Nos quatre rizeries face à toute la Thaïlande...

15 février 2006

Le riz entre pour une part que l’on devine importante dans l’alimentation des Réunionnais. En moyenne, nous en consommons 65 kilos par habitant par an, soit 15 fois plus que chaque Européen. Comme on dit familièrement, il n’y a pas photo : le riz n’est pas un produit marginal à La Réunion...
C’est pourquoi, au fil du temps, le tissu économique de notre île a été amené à s’adapter à cette réalité sociale. Quatre rizeries s’y sont implantées, trois au Port (Compagnie des Grains du Capricorne, Soboriz, UCR) et une à Saint-Pierre (Soderiz). Ces unités industrielles emploient directement près de 150 personnes et font travailler parallèlement une centaine d’autres. Elles ont modernisé progressivement leurs outils de production.
On estime que sur les deux dernières années, plus de 5 millions d’euros d’investissement ont été réalisés pour garantir la qualité du riz usiné, c’est à dire un peu plus de 50.000 tonnes sur les 60.000 que consomment annuellement les ménages réunionnais. On l’a compris, les quatre usines réceptionnent du riz cargo (brut), le traitent pour parvenir à un niveau de blanchiment qui réponde aux exigences des normes imposées par la Communauté européenne et l’ensachent avant la commercialisation.
Jusqu’à l’année dernière, Bruxelles, par le biais du FEOGA, allouait une subvention de 10 millions d’Euros pour que le prix de cette activité créatrice d’emplois et de valeur ajoutée ne pénalise pas le consommateur réunionnais face au riz traité importé de Thaïlande. Là-bas, compte tenu du coût de la main d’œuvre et des quantités énormes de produit brut usiné, le prix de vente est évidemment extrêmement bas. Déjà, notre île en importe 10.000 tonnes et seul le soutien de l’Europe, au titre de l’éloignement et de l’insularité des départements d’Outre-mer dont les marchés se résument à leurs populations réduites, peut nous aider à nous en sortir.
Or, depuis le début de l’année, ces subventions FEOGA n’existent plus de manière directe pour l’industrie des rizeries réunionnaises.

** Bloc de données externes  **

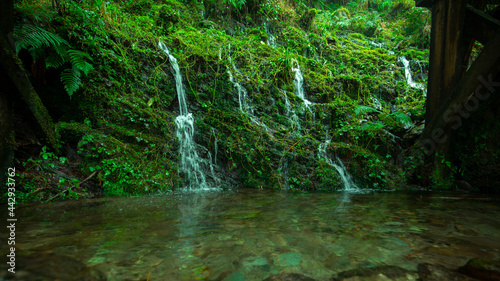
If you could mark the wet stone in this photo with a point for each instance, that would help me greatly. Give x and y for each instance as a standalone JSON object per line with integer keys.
{"x": 288, "y": 259}
{"x": 288, "y": 277}
{"x": 482, "y": 269}
{"x": 379, "y": 273}
{"x": 49, "y": 267}
{"x": 429, "y": 272}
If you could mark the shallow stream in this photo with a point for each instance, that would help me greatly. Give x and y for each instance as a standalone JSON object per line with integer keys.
{"x": 250, "y": 234}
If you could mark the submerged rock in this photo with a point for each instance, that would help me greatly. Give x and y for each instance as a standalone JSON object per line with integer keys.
{"x": 429, "y": 272}
{"x": 288, "y": 277}
{"x": 482, "y": 269}
{"x": 379, "y": 273}
{"x": 50, "y": 267}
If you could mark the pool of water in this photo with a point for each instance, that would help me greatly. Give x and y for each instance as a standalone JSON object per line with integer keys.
{"x": 251, "y": 234}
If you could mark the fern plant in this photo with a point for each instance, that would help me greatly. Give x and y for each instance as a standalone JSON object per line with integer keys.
{"x": 43, "y": 44}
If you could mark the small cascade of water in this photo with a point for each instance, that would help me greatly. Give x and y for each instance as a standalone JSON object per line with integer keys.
{"x": 292, "y": 115}
{"x": 189, "y": 162}
{"x": 298, "y": 82}
{"x": 245, "y": 108}
{"x": 215, "y": 146}
{"x": 271, "y": 40}
{"x": 243, "y": 99}
{"x": 347, "y": 182}
{"x": 409, "y": 79}
{"x": 284, "y": 169}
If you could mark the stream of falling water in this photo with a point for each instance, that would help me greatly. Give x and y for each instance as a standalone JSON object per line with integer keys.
{"x": 299, "y": 81}
{"x": 408, "y": 76}
{"x": 347, "y": 182}
{"x": 189, "y": 162}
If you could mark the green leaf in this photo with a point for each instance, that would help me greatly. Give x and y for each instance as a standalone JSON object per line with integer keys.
{"x": 362, "y": 109}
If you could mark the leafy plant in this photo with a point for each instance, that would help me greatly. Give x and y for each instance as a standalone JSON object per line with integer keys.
{"x": 56, "y": 51}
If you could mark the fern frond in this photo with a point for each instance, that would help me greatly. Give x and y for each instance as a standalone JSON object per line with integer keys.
{"x": 71, "y": 80}
{"x": 54, "y": 61}
{"x": 362, "y": 109}
{"x": 28, "y": 36}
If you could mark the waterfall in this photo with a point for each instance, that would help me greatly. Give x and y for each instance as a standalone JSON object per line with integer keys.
{"x": 242, "y": 95}
{"x": 408, "y": 77}
{"x": 290, "y": 113}
{"x": 243, "y": 99}
{"x": 347, "y": 182}
{"x": 189, "y": 162}
{"x": 298, "y": 82}
{"x": 271, "y": 40}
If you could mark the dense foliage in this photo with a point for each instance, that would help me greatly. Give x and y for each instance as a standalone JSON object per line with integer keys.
{"x": 116, "y": 104}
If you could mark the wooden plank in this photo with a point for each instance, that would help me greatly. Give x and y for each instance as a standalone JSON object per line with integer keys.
{"x": 480, "y": 25}
{"x": 478, "y": 86}
{"x": 446, "y": 52}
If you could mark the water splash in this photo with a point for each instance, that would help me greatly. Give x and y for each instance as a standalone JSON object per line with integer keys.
{"x": 298, "y": 82}
{"x": 271, "y": 40}
{"x": 189, "y": 162}
{"x": 347, "y": 181}
{"x": 408, "y": 77}
{"x": 243, "y": 99}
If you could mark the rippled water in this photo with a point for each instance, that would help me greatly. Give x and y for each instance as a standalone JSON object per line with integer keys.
{"x": 250, "y": 234}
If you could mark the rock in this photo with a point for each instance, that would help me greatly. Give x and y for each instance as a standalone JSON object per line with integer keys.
{"x": 379, "y": 273}
{"x": 482, "y": 269}
{"x": 429, "y": 272}
{"x": 49, "y": 267}
{"x": 288, "y": 277}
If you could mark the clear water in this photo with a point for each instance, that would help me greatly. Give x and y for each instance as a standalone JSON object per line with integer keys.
{"x": 347, "y": 181}
{"x": 250, "y": 234}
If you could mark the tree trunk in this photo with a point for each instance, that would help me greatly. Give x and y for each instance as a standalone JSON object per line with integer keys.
{"x": 15, "y": 70}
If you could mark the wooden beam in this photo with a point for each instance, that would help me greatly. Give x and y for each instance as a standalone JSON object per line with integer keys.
{"x": 480, "y": 25}
{"x": 478, "y": 86}
{"x": 446, "y": 52}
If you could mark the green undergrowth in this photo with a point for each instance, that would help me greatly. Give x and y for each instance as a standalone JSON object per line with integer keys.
{"x": 123, "y": 126}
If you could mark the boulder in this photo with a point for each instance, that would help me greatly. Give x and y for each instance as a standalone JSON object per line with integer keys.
{"x": 50, "y": 267}
{"x": 482, "y": 269}
{"x": 379, "y": 273}
{"x": 288, "y": 277}
{"x": 430, "y": 272}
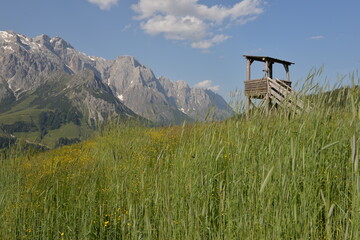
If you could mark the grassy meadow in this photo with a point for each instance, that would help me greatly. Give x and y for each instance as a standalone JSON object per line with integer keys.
{"x": 282, "y": 176}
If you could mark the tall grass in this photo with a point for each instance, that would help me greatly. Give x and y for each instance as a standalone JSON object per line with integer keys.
{"x": 283, "y": 176}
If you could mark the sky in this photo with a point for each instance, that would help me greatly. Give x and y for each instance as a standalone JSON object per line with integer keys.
{"x": 202, "y": 42}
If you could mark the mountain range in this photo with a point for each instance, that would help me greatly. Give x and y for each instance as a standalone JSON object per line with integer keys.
{"x": 51, "y": 93}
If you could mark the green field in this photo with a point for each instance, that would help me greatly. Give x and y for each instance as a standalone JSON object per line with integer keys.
{"x": 282, "y": 176}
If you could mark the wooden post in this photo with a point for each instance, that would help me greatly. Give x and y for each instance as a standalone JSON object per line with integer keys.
{"x": 248, "y": 102}
{"x": 248, "y": 70}
{"x": 268, "y": 99}
{"x": 248, "y": 78}
{"x": 287, "y": 72}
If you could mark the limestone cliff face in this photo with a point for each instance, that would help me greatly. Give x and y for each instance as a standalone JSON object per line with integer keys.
{"x": 200, "y": 104}
{"x": 103, "y": 87}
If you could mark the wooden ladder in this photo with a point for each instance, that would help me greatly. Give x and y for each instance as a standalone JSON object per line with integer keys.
{"x": 284, "y": 95}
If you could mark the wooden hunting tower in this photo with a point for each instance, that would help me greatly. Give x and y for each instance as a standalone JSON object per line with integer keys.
{"x": 271, "y": 90}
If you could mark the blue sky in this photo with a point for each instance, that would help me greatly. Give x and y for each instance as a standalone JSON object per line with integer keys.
{"x": 198, "y": 40}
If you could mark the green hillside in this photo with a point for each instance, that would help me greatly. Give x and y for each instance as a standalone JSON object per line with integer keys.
{"x": 283, "y": 176}
{"x": 55, "y": 111}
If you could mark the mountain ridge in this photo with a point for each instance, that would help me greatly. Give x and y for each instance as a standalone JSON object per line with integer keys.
{"x": 51, "y": 69}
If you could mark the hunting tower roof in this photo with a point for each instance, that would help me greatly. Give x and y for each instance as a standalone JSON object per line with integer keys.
{"x": 270, "y": 59}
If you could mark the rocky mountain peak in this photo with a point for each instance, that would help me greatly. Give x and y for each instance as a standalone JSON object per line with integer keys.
{"x": 60, "y": 43}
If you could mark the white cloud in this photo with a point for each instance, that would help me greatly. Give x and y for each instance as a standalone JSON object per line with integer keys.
{"x": 316, "y": 37}
{"x": 191, "y": 21}
{"x": 208, "y": 85}
{"x": 205, "y": 44}
{"x": 178, "y": 28}
{"x": 104, "y": 4}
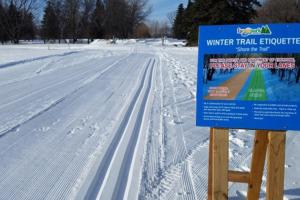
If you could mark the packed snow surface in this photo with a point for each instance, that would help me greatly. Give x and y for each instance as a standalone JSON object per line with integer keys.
{"x": 111, "y": 121}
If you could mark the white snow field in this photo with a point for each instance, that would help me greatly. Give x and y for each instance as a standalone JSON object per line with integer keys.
{"x": 105, "y": 121}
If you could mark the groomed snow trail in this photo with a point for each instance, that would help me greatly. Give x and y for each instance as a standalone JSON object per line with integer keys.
{"x": 111, "y": 122}
{"x": 64, "y": 119}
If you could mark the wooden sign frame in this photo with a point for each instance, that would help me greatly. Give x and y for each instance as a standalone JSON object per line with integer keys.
{"x": 268, "y": 145}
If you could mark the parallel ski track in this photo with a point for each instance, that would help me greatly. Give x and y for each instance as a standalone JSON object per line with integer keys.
{"x": 107, "y": 158}
{"x": 100, "y": 73}
{"x": 125, "y": 168}
{"x": 34, "y": 178}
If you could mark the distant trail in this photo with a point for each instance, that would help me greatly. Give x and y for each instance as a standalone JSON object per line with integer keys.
{"x": 96, "y": 76}
{"x": 10, "y": 64}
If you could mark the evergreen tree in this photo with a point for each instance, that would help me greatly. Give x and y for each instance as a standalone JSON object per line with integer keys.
{"x": 71, "y": 19}
{"x": 85, "y": 22}
{"x": 117, "y": 18}
{"x": 188, "y": 18}
{"x": 3, "y": 36}
{"x": 97, "y": 21}
{"x": 178, "y": 26}
{"x": 212, "y": 12}
{"x": 14, "y": 23}
{"x": 28, "y": 27}
{"x": 50, "y": 25}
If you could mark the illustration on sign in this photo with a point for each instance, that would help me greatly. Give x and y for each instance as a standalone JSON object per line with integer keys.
{"x": 249, "y": 77}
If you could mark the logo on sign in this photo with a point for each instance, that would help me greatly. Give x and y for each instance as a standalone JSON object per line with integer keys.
{"x": 264, "y": 30}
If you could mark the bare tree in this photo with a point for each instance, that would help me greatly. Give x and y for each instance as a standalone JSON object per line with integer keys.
{"x": 171, "y": 17}
{"x": 279, "y": 11}
{"x": 159, "y": 29}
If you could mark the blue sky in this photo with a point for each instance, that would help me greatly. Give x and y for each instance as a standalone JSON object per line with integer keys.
{"x": 160, "y": 8}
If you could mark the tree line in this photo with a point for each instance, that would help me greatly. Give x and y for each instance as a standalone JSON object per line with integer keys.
{"x": 216, "y": 12}
{"x": 72, "y": 19}
{"x": 16, "y": 21}
{"x": 91, "y": 19}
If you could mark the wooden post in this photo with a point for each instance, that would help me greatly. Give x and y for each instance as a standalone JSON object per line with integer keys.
{"x": 219, "y": 176}
{"x": 211, "y": 140}
{"x": 276, "y": 161}
{"x": 220, "y": 164}
{"x": 257, "y": 164}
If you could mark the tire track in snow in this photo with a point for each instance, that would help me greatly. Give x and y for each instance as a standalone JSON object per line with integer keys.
{"x": 103, "y": 168}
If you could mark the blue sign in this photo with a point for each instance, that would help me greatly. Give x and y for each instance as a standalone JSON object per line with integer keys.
{"x": 249, "y": 76}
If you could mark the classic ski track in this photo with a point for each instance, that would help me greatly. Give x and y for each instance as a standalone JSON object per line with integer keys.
{"x": 126, "y": 163}
{"x": 61, "y": 155}
{"x": 100, "y": 176}
{"x": 178, "y": 166}
{"x": 102, "y": 71}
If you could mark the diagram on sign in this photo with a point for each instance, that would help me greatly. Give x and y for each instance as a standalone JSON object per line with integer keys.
{"x": 252, "y": 77}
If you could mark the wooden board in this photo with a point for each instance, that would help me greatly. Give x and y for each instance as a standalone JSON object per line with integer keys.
{"x": 276, "y": 161}
{"x": 220, "y": 164}
{"x": 257, "y": 164}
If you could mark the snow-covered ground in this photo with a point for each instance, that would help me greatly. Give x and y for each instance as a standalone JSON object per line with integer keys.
{"x": 110, "y": 121}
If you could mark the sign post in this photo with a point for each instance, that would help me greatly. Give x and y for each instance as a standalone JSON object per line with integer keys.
{"x": 249, "y": 78}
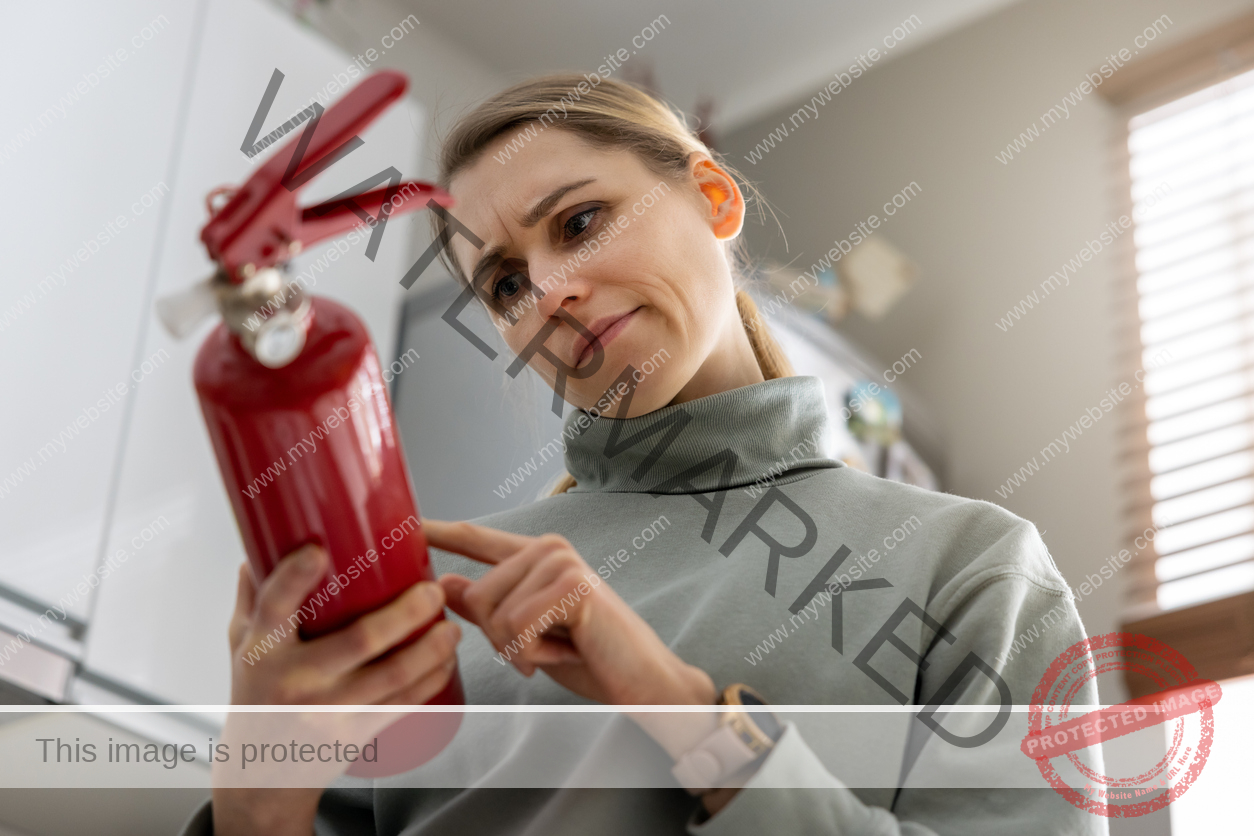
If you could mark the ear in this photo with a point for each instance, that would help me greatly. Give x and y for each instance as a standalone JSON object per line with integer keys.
{"x": 726, "y": 204}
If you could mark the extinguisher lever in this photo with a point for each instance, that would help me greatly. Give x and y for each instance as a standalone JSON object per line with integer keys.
{"x": 336, "y": 217}
{"x": 262, "y": 226}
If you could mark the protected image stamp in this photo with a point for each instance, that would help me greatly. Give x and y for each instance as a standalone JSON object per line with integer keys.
{"x": 1059, "y": 740}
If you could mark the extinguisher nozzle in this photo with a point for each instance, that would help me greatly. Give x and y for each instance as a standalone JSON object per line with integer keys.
{"x": 184, "y": 311}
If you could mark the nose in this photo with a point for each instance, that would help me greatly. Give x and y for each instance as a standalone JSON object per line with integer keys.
{"x": 559, "y": 291}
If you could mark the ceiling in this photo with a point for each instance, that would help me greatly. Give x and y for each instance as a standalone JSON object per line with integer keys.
{"x": 746, "y": 55}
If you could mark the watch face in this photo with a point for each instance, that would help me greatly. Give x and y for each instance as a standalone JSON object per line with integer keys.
{"x": 749, "y": 698}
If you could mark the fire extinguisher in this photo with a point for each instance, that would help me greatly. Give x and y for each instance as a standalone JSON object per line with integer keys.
{"x": 295, "y": 402}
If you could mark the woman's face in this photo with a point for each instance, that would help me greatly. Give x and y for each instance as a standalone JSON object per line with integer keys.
{"x": 592, "y": 237}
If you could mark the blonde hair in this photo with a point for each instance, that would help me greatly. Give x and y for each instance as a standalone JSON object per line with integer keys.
{"x": 613, "y": 114}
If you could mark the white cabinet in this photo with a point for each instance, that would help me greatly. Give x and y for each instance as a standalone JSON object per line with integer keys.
{"x": 141, "y": 480}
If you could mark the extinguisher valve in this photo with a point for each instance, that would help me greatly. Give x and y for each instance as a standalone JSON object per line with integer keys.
{"x": 268, "y": 316}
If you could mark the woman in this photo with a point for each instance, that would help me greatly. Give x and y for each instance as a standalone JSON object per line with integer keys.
{"x": 699, "y": 520}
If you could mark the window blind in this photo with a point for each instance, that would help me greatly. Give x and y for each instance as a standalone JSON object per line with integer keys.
{"x": 1191, "y": 177}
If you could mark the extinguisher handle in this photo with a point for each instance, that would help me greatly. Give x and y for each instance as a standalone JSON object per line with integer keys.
{"x": 336, "y": 217}
{"x": 261, "y": 224}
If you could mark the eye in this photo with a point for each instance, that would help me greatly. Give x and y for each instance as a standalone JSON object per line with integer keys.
{"x": 507, "y": 287}
{"x": 579, "y": 223}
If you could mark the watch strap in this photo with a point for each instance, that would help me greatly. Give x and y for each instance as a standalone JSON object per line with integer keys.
{"x": 717, "y": 757}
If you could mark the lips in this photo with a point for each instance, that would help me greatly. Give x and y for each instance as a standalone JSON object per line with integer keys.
{"x": 605, "y": 330}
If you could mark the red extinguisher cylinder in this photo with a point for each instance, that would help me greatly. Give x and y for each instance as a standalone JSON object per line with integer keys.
{"x": 310, "y": 453}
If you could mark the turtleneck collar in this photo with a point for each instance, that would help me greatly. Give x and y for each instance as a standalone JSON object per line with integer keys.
{"x": 753, "y": 434}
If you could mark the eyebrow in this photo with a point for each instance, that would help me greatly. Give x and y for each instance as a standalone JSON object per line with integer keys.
{"x": 531, "y": 218}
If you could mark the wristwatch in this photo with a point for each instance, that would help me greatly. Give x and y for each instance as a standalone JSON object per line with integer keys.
{"x": 741, "y": 738}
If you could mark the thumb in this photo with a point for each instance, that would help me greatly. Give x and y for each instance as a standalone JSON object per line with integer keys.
{"x": 454, "y": 595}
{"x": 289, "y": 585}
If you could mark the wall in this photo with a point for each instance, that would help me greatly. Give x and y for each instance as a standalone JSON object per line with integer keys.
{"x": 986, "y": 233}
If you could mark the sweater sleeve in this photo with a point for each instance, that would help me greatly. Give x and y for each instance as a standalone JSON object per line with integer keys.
{"x": 991, "y": 788}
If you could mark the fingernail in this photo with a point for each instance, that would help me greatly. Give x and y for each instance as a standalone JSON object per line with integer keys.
{"x": 432, "y": 593}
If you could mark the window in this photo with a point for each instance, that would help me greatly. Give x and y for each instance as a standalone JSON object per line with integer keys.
{"x": 1184, "y": 161}
{"x": 1191, "y": 166}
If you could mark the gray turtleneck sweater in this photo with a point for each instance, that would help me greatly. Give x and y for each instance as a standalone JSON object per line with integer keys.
{"x": 763, "y": 562}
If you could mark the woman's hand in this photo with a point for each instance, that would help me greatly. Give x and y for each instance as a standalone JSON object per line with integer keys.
{"x": 543, "y": 608}
{"x": 270, "y": 664}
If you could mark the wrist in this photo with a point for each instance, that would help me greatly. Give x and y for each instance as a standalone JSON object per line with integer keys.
{"x": 265, "y": 811}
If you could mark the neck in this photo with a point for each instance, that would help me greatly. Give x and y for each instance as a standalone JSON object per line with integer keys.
{"x": 731, "y": 365}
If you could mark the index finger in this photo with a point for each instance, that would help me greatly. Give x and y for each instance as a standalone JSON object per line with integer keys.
{"x": 474, "y": 542}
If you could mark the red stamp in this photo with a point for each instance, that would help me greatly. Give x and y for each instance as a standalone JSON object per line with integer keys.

Dominique Bussereau, le ministre français de l’Agriculture et de la Pêche, assure avoir "conscience qu’il est nécessaire de maintenir un écart significatif entre le riz décortiqué et le riz blanchi afin de maintenir la protection de l’industrie réunionnaise".
Jusqu’à présent, il n’y avait pas lieu de prévoir un dispositif de protection sur le riz. D’où l’absence totale d’Octroi de mer sur le riz blanchi arrivant directement de Thaïlande. Aujourd’hui, la donne est autre. Sans l’aide du FEOGA qui a été redistribuée d’une autre façon sur une masse plus large de producteurs, notamment céréaliers, le riz usiné localement est menacé. D’où "la possibilité d’examiner l’éventualité de l’utilisation, dans le respect du dispositif communautaire, de l’Octroi de mer" que suggère le gouvernement français aux fins "d’éviter la déstabilisation du secteur de la transformation du riz à La Réunion".
La prudence du discours gouvernemental ("la possibilité"... "l’éventualité"... "dans le respect du dispositif communautaire"...) laisse à penser que la solution n’est pas évidente. En tout cas pour ses effets dans l’immédiat.
L’A.D.I.R. et l’Association des Riziers de La Réunion (A.R.R.) s’inquiètent à juste titre de la situation. Sachant toutefois que cette situation (nouvelle) ne laisse personne indifférent. Face à toute la Thaïlande, la partie forcément est inégale.